Property 5 (deadlock absence) is a built-in property automatically checked by Spin, so no specification is necessary for it.

Properties 1-5 are all safety properties. They can be checked all together by Spin, via a single reachability analysis. Property 6 is instead a liveness property that can be expressed by means of the following Linear Temporal Logic (LTL) formula:

\[(\text{fairness\_constraint}) \Rightarrow [](\text{master\_progress} == 0) \Rightarrow <> (\text{master\_progress} == 1))\]  

This formula takes the form of an implication, where the left hand side (\text{fairness\_constraint}) is another LTL formula specifying the additional fairness constraints\(^2\) that are assumed for the analysis of the right hand side of the implication. The latter is expressed in terms of the \text{master\_progress} boolean variable which tracks the execution of useful work done by the Master. At the beginning of each loop of the master scheduling algorithm, \text{master\_progress} is set to 0, whereas it is set to 1 when the Master produces some new data for the Worker. The property specifies that it is always true (\[]\) that, if \text{master\_progress} is 0, eventually (<>\) it will become 1, thus expressing the fact that the Master continually executes useful work (i.e. produces new data).

The additional fairness constraints \text{fairness\_constraint} are related to the two nondeterministic choices used in the model to decide whether a timeout has occurred, and whether the Worker has to be signaled because the tokens produced by the Master have become too old. They are expressed by the following LTL formula, composed of two different sub-constraints:

\[[]((\text{scheduling} == 0) \Rightarrow <> (\text{scheduling} == 1)) \&\& []((\text{old\_flag} == 0) \Rightarrow <> (\text{old\_flag} == 1))\]  

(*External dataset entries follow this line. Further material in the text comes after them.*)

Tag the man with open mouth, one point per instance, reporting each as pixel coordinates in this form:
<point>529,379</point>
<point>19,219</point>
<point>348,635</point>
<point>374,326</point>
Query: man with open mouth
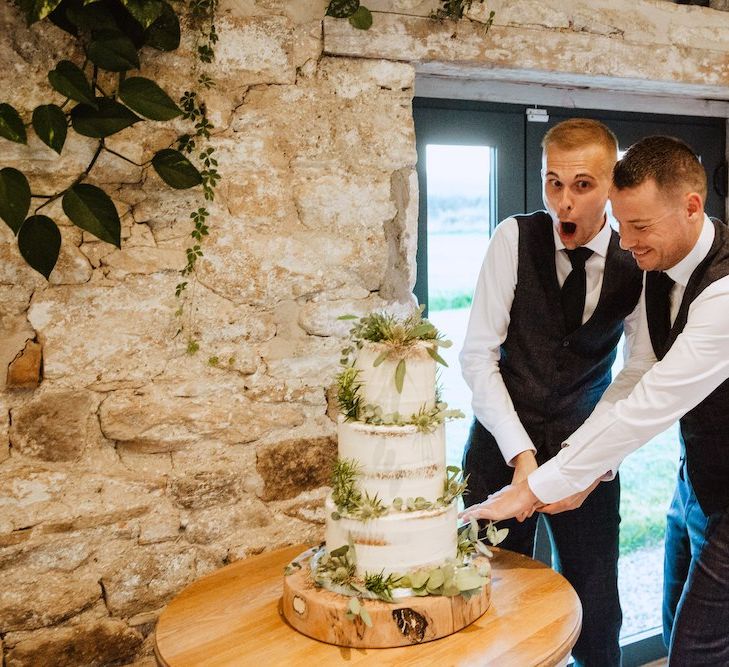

The first sub-constraint involves the boolean variable \text{scheduling} that records, at each master loop, whether the timeout has been triggered (\text{scheduling} = 0) or not (\text{scheduling} = 1). This first constraint specifies

\(^2\) These constraints are in fact in addition to the standard constraint about the scheduling of processes, which can be automatically considered by Spin.
that, starting from any time instant, eventually there will be an iteration of the loop in which the timeout event does not occur. The second constraint is similar, but it involves the boolean variable old_flag, which records the nondeterministic result of the check on the timestamp value in the if-statement of Algorithm 3.

In order to avoid unnecessary complexity, property 6 has been checked separately, in a run where safety properties are not checked. The two full Promela models (one for checking safety properties and the other one for checking property 6) are publicly available in [33].

4.3. Verification results

The model explained above can be exhaustively verified for different values of the main model parameters, as shown in Table 1. For each property, the table specifies the considered range of values for the buffer size, the MASTER_PKT_THRESHOLD and the WORKER_PKT_THRESHOLD. For the sake of scalability of the verification process and without losing in generality, we used rather small values compared to a realistic buffer, which could contain millions of tokens. In fact, possible structural bugs would be detected also in a small size system deployment.

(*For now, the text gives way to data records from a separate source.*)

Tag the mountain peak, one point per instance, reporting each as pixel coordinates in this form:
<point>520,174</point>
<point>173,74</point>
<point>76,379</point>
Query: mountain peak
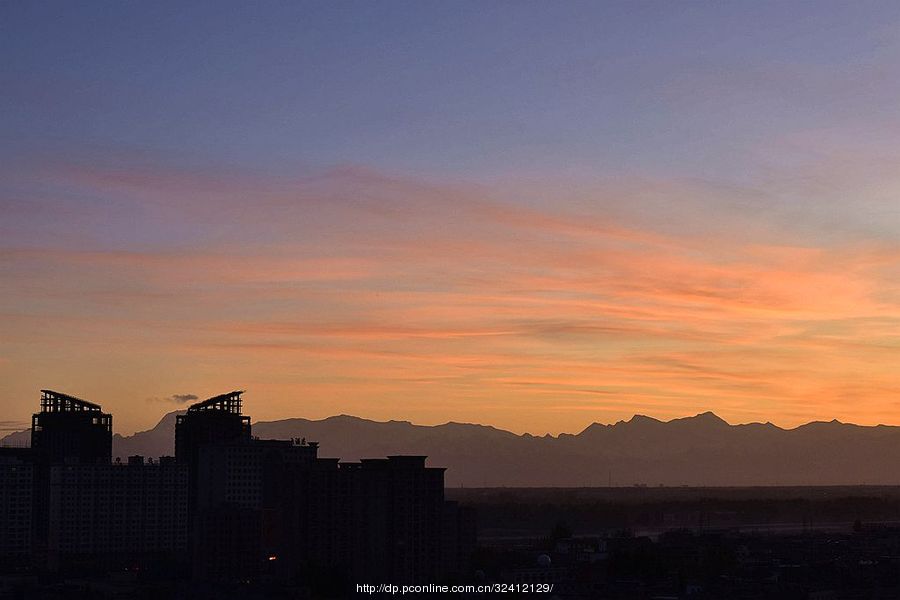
<point>708,418</point>
<point>642,419</point>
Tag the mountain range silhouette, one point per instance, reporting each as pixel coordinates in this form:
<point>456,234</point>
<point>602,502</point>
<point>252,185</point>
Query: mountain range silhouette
<point>702,450</point>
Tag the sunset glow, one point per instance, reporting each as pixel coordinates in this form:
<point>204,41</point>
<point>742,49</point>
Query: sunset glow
<point>702,248</point>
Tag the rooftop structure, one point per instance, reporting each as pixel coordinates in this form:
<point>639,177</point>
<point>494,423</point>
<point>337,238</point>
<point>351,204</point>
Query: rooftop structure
<point>230,402</point>
<point>58,402</point>
<point>69,428</point>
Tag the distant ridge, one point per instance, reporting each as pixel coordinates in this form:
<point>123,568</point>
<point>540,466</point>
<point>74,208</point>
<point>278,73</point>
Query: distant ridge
<point>702,450</point>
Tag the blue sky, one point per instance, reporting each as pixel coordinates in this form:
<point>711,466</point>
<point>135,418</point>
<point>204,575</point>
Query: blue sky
<point>531,214</point>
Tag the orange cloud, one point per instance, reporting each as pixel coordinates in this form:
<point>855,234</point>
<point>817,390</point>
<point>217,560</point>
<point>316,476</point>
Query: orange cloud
<point>355,292</point>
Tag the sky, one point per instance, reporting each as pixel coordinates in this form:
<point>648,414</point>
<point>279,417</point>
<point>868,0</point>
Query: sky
<point>533,215</point>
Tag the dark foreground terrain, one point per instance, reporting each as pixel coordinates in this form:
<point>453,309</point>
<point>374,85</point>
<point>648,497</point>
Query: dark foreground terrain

Some inconsistent parameters settings in the considered ranges, such as a threshold greater than the buffer size, are skipped in our verification work. Notice also that, with a buffer size equal to one token, Property 6 is not considered, as the buffer cannot contain any token and therefore the master is not able to perform any useful work. Properties 1-5 are verified even without forcing any fairness constraint, since their satisfaction depend neither on how processes are scheduled, nor on the nondeterministic choices that model the time-related aspects.

In conclusion, the results of our verification process completely demonstrate the correctness of the algorithm from different points of view (absence of indexes misbehavior or accidental packets overwriting, and absence of deadlocks and livelocks). These results can be reproduced using the models available in [33].
5. Implementation

The achievable performance depends not only on design, but also on implementation issues. Then this section presents some implementation choices that can improve performance and scalability of our algorithm, and that have been adopted in our prototype implementation.

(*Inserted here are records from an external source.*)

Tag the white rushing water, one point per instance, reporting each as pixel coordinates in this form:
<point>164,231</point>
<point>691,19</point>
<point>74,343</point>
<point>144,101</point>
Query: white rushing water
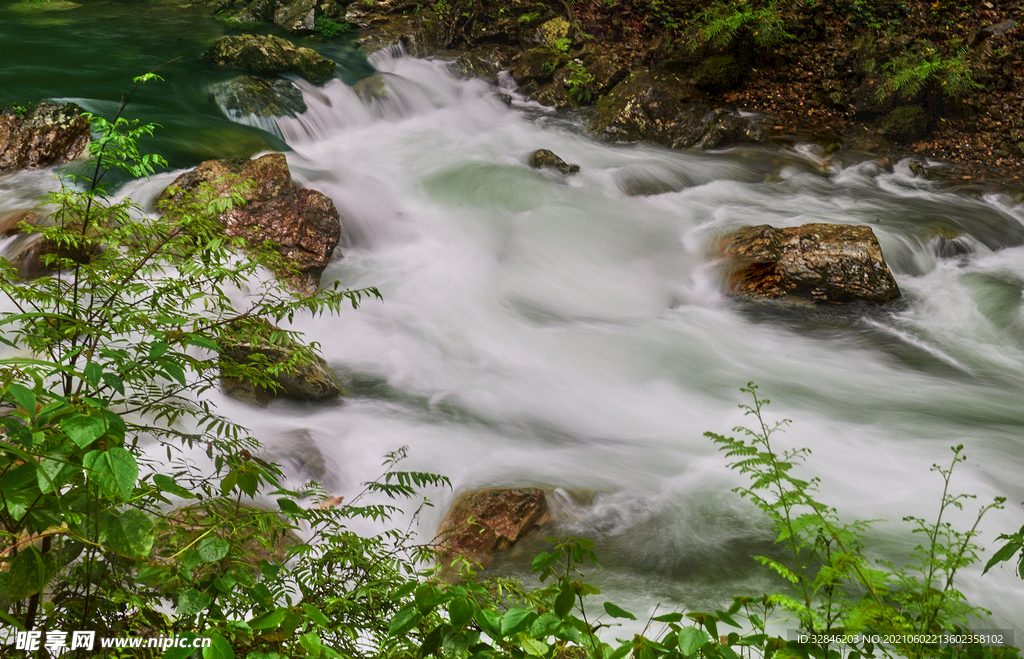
<point>552,331</point>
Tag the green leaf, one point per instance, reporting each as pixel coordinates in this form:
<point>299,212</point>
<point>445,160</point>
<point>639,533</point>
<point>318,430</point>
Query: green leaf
<point>93,372</point>
<point>565,600</point>
<point>615,612</point>
<point>29,574</point>
<point>212,548</point>
<point>25,397</point>
<point>403,621</point>
<point>461,611</point>
<point>114,383</point>
<point>82,429</point>
<point>515,620</point>
<point>168,484</point>
<point>691,640</point>
<point>532,647</point>
<point>185,652</point>
<point>115,470</point>
<point>128,533</point>
<point>315,614</point>
<point>192,602</point>
<point>269,620</point>
<point>427,597</point>
<point>218,648</point>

Private copies of shared variables. As in many algorithms derived from the producer-consumer problem, also in our case we need to keep two processes in sync by means of a pair of shared variables, one written only by the first process, the other one written only by the second process. Although in this case concurrency issues are limited (no contention can occur because the two processes never try to write the same variable at the same time), the actual implementation on real hardware can introduce additional issues, as shown in MCRingBuffer [17]. In fact, when a first CPU core modifies the content of a variable that is shared with a different CPU core, the entire cache line (64 bytes long on the modern Intel architectures) of the second core containing that variable is invalidated. If the second core needs to read that variable, the hardware has to retrieve this value either from the shared cache (e.g., the L3 in many recent Intel architectures) or from the main memory, with a consequent performance penalty. In our algorithm, this problem occurs for $M.prodIndex$, incremented by the Master whenever a new token is inserted into the primary buffer and read by the Worker, and for $W.prodIndex$, incremented by the Worker and read by the Master. However, our algorithm is robust enough to operate correctly even if those variables are not perfectly aligned. As a consequence, the Worker creates a private copy of $M.prodIndex$ just after waking up, while the Master copies in a private variable the content of $W.prodIndex$ before reading data from the shared buffer. The Master and the Worker can perform their operations according to the value of their local copies, which are re-aligned with the actual values only periodically; this does not preclude the correct system operation while ensuring a significant reduction of cache misses.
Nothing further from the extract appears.